What is the maximum payload size stored in Compact Layout

It isn’t clear to me if the Documentation limits the payload as 64KB, or header = book_keeping + payload is 64K. If the latter, how much space is used for book-keeping (if any), or other way: What is the maximum size of payload?

Excerpt: The compact layout can improve storage and access performance for files that have many very tiny datasets. With one I/O access both the header and data values can be read. The compact layout reduces the size of a file, as the data is stored with the header which will always be allocated for a dataset. However, the object header is 64 KB in size , so this layout can only be used for very small datasets.

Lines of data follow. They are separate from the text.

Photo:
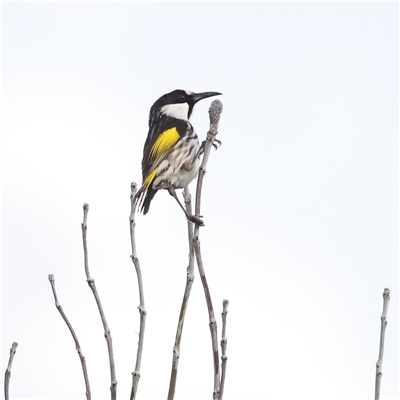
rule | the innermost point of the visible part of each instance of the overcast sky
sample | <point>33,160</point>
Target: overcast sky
<point>300,202</point>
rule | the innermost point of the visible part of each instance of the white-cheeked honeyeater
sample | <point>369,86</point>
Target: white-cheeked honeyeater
<point>171,154</point>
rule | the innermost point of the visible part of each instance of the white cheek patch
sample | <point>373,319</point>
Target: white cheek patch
<point>179,110</point>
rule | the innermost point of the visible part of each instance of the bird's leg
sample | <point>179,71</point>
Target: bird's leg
<point>192,218</point>
<point>216,143</point>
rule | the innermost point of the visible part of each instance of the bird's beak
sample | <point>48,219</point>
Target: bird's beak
<point>200,96</point>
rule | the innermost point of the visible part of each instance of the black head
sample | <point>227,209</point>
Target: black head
<point>179,103</point>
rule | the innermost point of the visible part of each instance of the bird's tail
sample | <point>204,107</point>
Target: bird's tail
<point>143,198</point>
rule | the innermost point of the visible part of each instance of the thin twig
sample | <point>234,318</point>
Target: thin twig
<point>77,345</point>
<point>215,113</point>
<point>7,374</point>
<point>386,298</point>
<point>90,281</point>
<point>185,301</point>
<point>224,342</point>
<point>142,310</point>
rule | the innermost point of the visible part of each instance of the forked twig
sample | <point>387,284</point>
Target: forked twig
<point>142,310</point>
<point>90,281</point>
<point>224,342</point>
<point>7,374</point>
<point>77,345</point>
<point>185,301</point>
<point>215,113</point>
<point>386,298</point>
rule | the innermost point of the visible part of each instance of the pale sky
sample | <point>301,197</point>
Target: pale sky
<point>300,202</point>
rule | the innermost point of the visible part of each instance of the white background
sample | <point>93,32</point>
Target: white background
<point>300,202</point>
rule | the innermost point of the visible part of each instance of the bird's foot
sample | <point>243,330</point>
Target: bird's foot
<point>216,143</point>
<point>196,220</point>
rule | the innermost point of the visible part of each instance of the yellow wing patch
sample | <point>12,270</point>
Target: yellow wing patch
<point>149,179</point>
<point>164,142</point>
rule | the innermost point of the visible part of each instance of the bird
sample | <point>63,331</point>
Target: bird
<point>171,153</point>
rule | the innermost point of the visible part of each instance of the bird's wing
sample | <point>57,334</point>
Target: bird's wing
<point>160,141</point>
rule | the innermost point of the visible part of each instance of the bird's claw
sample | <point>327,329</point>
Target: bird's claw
<point>216,145</point>
<point>196,220</point>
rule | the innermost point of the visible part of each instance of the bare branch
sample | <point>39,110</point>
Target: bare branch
<point>185,301</point>
<point>215,113</point>
<point>90,281</point>
<point>386,298</point>
<point>224,342</point>
<point>142,310</point>
<point>77,345</point>
<point>7,374</point>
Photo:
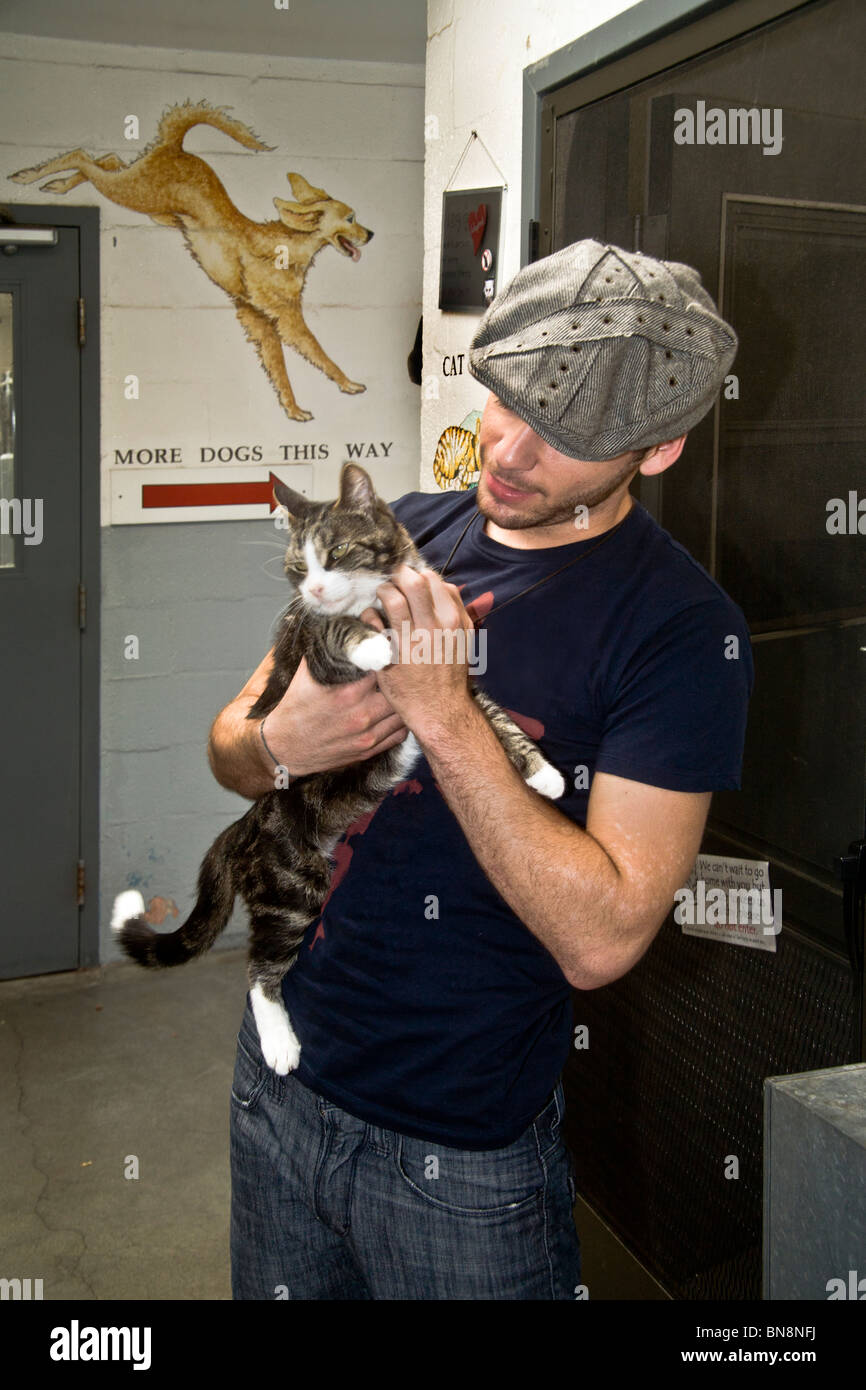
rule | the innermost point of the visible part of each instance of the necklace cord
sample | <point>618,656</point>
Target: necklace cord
<point>538,583</point>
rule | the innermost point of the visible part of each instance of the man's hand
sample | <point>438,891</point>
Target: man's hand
<point>313,729</point>
<point>428,685</point>
<point>316,729</point>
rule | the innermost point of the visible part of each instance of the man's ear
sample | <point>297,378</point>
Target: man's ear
<point>660,456</point>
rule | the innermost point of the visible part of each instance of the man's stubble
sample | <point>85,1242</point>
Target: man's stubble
<point>542,510</point>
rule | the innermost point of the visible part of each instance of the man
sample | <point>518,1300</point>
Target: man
<point>417,1150</point>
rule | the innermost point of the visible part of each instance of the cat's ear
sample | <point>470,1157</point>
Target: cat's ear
<point>356,491</point>
<point>293,502</point>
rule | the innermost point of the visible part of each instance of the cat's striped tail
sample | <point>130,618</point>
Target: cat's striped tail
<point>203,925</point>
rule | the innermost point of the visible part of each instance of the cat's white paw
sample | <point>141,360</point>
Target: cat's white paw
<point>548,781</point>
<point>280,1045</point>
<point>371,653</point>
<point>128,904</point>
<point>281,1048</point>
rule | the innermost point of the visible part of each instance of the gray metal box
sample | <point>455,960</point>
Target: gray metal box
<point>815,1184</point>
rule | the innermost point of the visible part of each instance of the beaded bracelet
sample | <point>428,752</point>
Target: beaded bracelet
<point>275,761</point>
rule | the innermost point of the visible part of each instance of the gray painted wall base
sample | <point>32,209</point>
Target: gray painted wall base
<point>815,1184</point>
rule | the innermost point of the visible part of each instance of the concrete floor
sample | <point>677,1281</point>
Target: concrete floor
<point>100,1066</point>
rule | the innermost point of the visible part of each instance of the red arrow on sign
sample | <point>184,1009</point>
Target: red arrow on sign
<point>209,494</point>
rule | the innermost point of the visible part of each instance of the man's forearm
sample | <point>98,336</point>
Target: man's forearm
<point>555,877</point>
<point>237,754</point>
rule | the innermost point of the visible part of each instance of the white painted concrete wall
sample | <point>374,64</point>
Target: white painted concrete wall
<point>476,54</point>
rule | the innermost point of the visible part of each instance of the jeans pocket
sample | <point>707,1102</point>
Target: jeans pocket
<point>488,1183</point>
<point>250,1076</point>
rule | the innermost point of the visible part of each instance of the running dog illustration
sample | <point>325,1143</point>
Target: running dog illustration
<point>262,266</point>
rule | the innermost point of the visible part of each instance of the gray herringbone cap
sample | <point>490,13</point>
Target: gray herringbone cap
<point>602,350</point>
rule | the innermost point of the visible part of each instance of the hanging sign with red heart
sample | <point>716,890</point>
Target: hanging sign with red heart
<point>477,221</point>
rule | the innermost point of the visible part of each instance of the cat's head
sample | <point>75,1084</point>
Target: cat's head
<point>339,552</point>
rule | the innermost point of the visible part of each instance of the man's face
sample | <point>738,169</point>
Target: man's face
<point>526,481</point>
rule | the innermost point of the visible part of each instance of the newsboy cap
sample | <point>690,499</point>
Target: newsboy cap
<point>602,350</point>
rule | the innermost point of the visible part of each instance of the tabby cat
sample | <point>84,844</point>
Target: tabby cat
<point>278,855</point>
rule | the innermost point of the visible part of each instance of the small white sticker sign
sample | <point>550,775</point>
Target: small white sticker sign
<point>730,900</point>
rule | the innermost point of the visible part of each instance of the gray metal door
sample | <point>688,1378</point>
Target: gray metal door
<point>39,606</point>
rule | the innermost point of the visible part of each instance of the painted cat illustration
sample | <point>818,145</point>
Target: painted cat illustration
<point>278,856</point>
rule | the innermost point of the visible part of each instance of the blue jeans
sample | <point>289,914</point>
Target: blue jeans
<point>325,1205</point>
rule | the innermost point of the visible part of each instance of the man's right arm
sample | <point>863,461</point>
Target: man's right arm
<point>313,729</point>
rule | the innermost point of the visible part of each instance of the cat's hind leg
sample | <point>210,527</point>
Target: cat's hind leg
<point>277,1037</point>
<point>527,756</point>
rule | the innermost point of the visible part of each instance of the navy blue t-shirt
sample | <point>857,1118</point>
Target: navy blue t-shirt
<point>453,1023</point>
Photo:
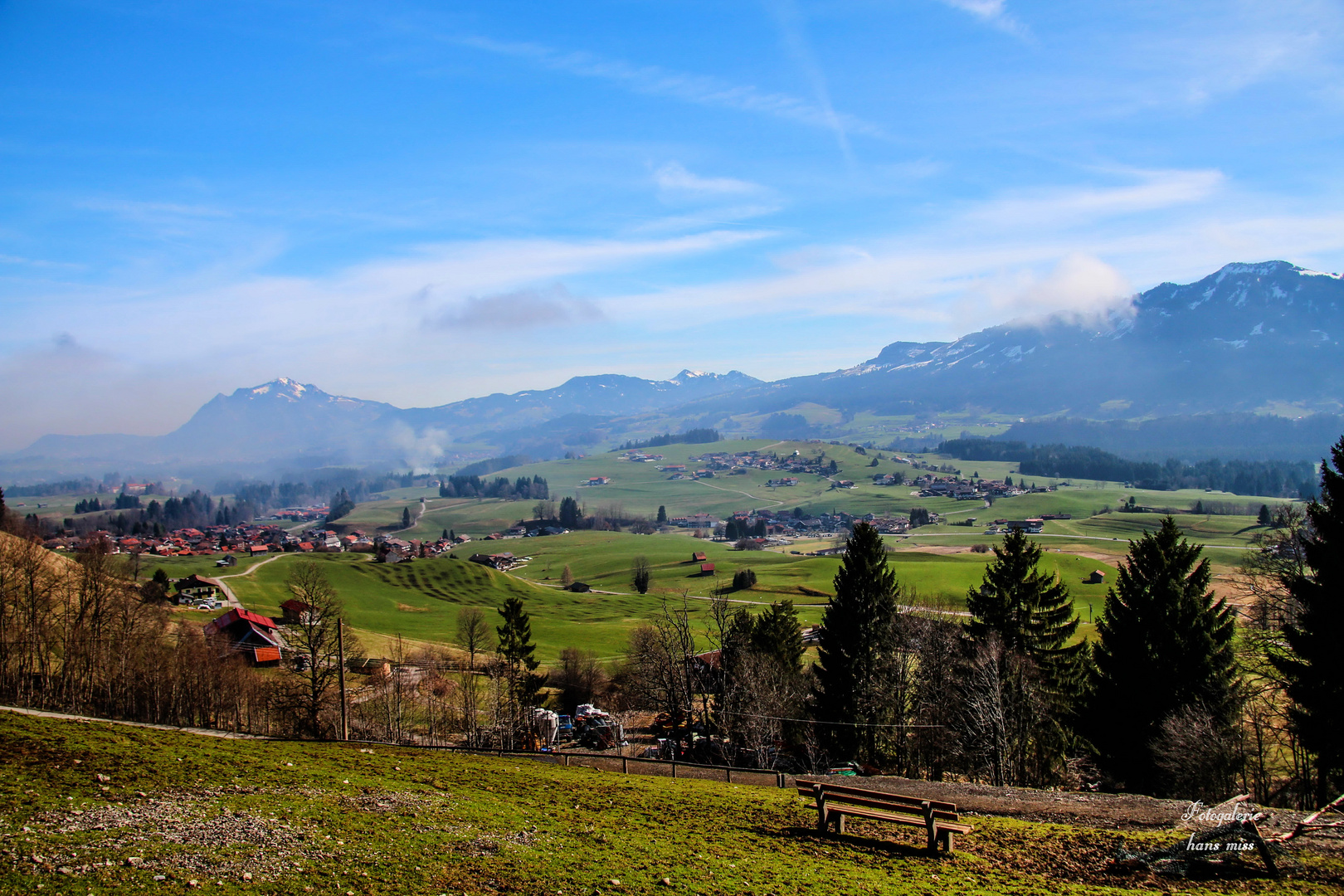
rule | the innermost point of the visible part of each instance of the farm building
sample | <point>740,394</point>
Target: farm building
<point>195,587</point>
<point>494,561</point>
<point>249,633</point>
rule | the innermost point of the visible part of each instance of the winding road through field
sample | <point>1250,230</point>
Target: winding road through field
<point>229,592</point>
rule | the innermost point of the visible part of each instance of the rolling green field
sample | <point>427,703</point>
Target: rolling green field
<point>639,489</point>
<point>99,807</point>
<point>421,601</point>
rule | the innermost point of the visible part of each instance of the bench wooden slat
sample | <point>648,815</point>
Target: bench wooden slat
<point>806,787</point>
<point>834,802</point>
<point>845,800</point>
<point>944,821</point>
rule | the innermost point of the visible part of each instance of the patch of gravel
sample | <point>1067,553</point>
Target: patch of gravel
<point>217,841</point>
<point>492,844</point>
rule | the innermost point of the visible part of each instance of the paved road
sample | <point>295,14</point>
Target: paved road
<point>229,592</point>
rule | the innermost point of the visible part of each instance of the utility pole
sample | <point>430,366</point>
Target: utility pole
<point>340,677</point>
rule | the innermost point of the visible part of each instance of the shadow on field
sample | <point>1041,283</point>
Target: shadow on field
<point>869,844</point>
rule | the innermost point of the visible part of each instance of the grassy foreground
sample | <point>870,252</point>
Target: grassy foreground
<point>95,807</point>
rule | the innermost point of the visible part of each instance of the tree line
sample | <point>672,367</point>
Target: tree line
<point>1274,479</point>
<point>474,486</point>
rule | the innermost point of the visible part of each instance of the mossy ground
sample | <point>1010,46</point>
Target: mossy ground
<point>340,818</point>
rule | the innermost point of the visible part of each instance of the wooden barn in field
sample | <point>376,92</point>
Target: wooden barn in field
<point>249,633</point>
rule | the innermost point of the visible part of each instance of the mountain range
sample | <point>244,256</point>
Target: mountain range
<point>1244,338</point>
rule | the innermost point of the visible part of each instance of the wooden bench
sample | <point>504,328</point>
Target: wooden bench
<point>836,801</point>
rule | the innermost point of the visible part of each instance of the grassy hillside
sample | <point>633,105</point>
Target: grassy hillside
<point>640,489</point>
<point>178,813</point>
<point>421,599</point>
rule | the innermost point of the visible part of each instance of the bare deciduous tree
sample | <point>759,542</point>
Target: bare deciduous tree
<point>316,665</point>
<point>474,633</point>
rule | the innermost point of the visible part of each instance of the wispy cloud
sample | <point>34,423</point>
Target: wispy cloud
<point>993,12</point>
<point>704,90</point>
<point>674,178</point>
<point>789,17</point>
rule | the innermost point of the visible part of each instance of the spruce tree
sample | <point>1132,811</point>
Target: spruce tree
<point>640,574</point>
<point>1030,617</point>
<point>516,649</point>
<point>778,635</point>
<point>1027,607</point>
<point>856,646</point>
<point>1312,666</point>
<point>1166,648</point>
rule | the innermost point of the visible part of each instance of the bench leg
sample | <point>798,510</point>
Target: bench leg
<point>929,826</point>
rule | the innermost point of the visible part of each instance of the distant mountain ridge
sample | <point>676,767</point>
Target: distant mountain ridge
<point>301,425</point>
<point>1239,340</point>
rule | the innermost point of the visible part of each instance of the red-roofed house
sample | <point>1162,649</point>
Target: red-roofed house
<point>249,633</point>
<point>297,611</point>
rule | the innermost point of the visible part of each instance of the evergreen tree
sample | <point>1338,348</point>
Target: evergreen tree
<point>1029,618</point>
<point>1312,665</point>
<point>856,646</point>
<point>640,574</point>
<point>777,635</point>
<point>516,649</point>
<point>1166,649</point>
<point>570,516</point>
<point>1025,606</point>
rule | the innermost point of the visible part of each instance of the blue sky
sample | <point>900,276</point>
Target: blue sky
<point>420,203</point>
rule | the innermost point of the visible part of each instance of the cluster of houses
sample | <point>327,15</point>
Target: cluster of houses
<point>640,457</point>
<point>249,539</point>
<point>955,486</point>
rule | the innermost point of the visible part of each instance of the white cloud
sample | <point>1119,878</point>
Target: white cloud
<point>1079,289</point>
<point>516,310</point>
<point>993,12</point>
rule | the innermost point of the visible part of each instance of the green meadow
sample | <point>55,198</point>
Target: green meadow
<point>421,599</point>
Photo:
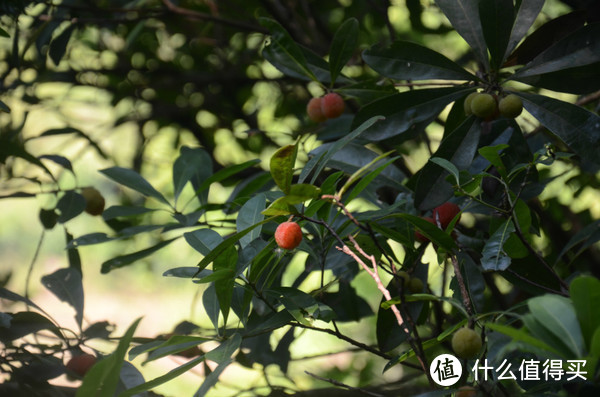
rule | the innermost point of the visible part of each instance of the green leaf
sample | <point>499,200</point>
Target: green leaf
<point>226,264</point>
<point>464,17</point>
<point>192,162</point>
<point>282,166</point>
<point>459,148</point>
<point>133,180</point>
<point>520,335</point>
<point>494,257</point>
<point>102,379</point>
<point>585,294</point>
<point>26,323</point>
<point>406,110</point>
<point>250,214</point>
<point>527,13</point>
<point>4,107</point>
<point>203,240</point>
<point>124,260</point>
<point>431,231</point>
<point>172,374</point>
<point>448,166</point>
<point>342,47</point>
<point>58,45</point>
<point>580,48</point>
<point>404,60</point>
<point>228,242</point>
<point>283,52</point>
<point>557,315</point>
<point>70,205</point>
<point>118,211</point>
<point>318,163</point>
<point>546,35</point>
<point>497,17</point>
<point>66,284</point>
<point>574,125</point>
<point>280,207</point>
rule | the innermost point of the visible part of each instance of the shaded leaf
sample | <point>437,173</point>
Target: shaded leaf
<point>404,60</point>
<point>133,180</point>
<point>251,213</point>
<point>494,257</point>
<point>124,260</point>
<point>66,284</point>
<point>574,125</point>
<point>404,111</point>
<point>342,46</point>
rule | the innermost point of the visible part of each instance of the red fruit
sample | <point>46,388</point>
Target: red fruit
<point>313,109</point>
<point>419,236</point>
<point>81,364</point>
<point>288,235</point>
<point>445,213</point>
<point>332,105</point>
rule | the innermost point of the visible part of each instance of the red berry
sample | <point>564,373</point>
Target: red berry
<point>419,236</point>
<point>288,235</point>
<point>445,213</point>
<point>332,105</point>
<point>313,109</point>
<point>81,364</point>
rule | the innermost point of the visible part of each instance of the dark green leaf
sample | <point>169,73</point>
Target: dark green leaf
<point>459,148</point>
<point>4,107</point>
<point>282,166</point>
<point>226,264</point>
<point>527,12</point>
<point>212,378</point>
<point>557,315</point>
<point>25,323</point>
<point>577,49</point>
<point>70,205</point>
<point>548,34</point>
<point>203,240</point>
<point>318,163</point>
<point>497,17</point>
<point>405,110</point>
<point>431,231</point>
<point>133,180</point>
<point>464,17</point>
<point>494,257</point>
<point>124,260</point>
<point>283,52</point>
<point>585,294</point>
<point>342,46</point>
<point>117,211</point>
<point>66,284</point>
<point>58,45</point>
<point>404,60</point>
<point>7,294</point>
<point>192,162</point>
<point>60,160</point>
<point>249,214</point>
<point>575,126</point>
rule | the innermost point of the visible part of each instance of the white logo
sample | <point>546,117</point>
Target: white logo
<point>445,370</point>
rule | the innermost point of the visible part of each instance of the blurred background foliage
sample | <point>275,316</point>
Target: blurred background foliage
<point>93,84</point>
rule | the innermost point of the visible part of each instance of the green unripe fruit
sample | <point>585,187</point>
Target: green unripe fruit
<point>415,285</point>
<point>467,103</point>
<point>484,105</point>
<point>466,343</point>
<point>510,106</point>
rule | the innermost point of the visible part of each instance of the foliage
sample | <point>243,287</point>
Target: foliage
<point>356,184</point>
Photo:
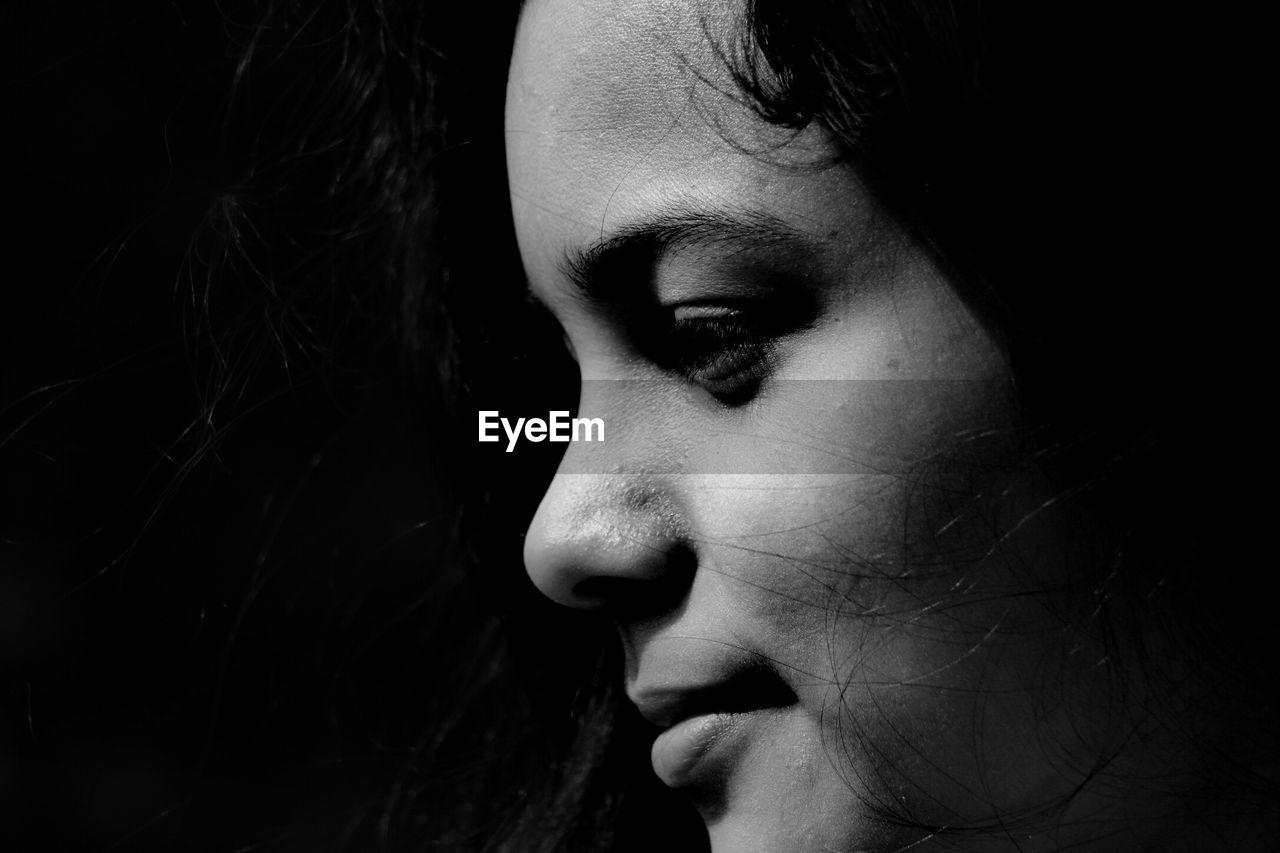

Motivation: H5CPP computes the layout information respect to the C++ object saved (as well as provides full manual control). In the former case, to take full advantage of HDF5 features one has to know the upper bound of payload to decide the optimal layout.
Most advanced linear algebra systems provide support for tiny/fixed sized matrices – often stored on stack --, providing optimised IO can lead to overall improved end-user experience.

Update Note: H5Pset_layout tells: The raw data size limit is 64K (65520 bytes). however 64K is 2^16 or 65536 which leaves 16bytes for the book keeping.
best: steve

Steve, have a look at https://portal.hdfgroup.org/display/HDF5/File+Format+Specification and see Layout: Compact Storage Property Description In the latest version, I can see 4 bytes being used for book-keeping:
(Version - 1 byte, Layout class - 1 byte, and Size - 2 bytes). ‘Size’ is the size of the “payload.” Note that, for example, the datatype information is stored in a separate message and doesn’t count against the payload size. There is some variability between specification versions. G.

1 Like

@gheber Thanks! I interpret the diagram as:

address   | description
----------|-----------------------------------------------------
  4 byte  | version, dims, layout class, reserved, 
  8 byte  | reserved
     ...  | 4byte * rank; max 32
136 byte  | optional
140 byte  | optional
144 byte  | COMPACT DATA   

The value I am looking for is the greatest safe (or worst case respect to storage) number, after all it is always safe to place the payload into contiguous layout. Considering all the above (If my interpretation is correct) I am getting: 2^16 - 140 = 65396 for the maximum safe size for a compact layout payload.
Am I wrong with my interpretation of the referenced diagram?

steve

Yes, that works for versions 1,2,3 of the format spec. (Subject to change in the future!)
You can gain 4 bytes by taking out one of the optional fields:

Dataset Element Size
The size of a dataset element, in bytes. This field is only present for chunked storage.

G.

1 Like

OK, let’s set maximum safe compact layout payload to 64K - 140 = 65396
therefore: H5CPP_COMPACT_PAYLOAD_MAX_SIZE = 65396 – with the possibility to reconfigure with other cut off value should that be required, and is documented here.

All objects having no explicit dcpl_t with layout and less than H5CPP_COMPACT_PAYLOAD_MAX_SIZE and no filters, or chunks specified shall implicitly be saved as compact layout.

steve

Jawohl.

(Post must be at least 20 characters.)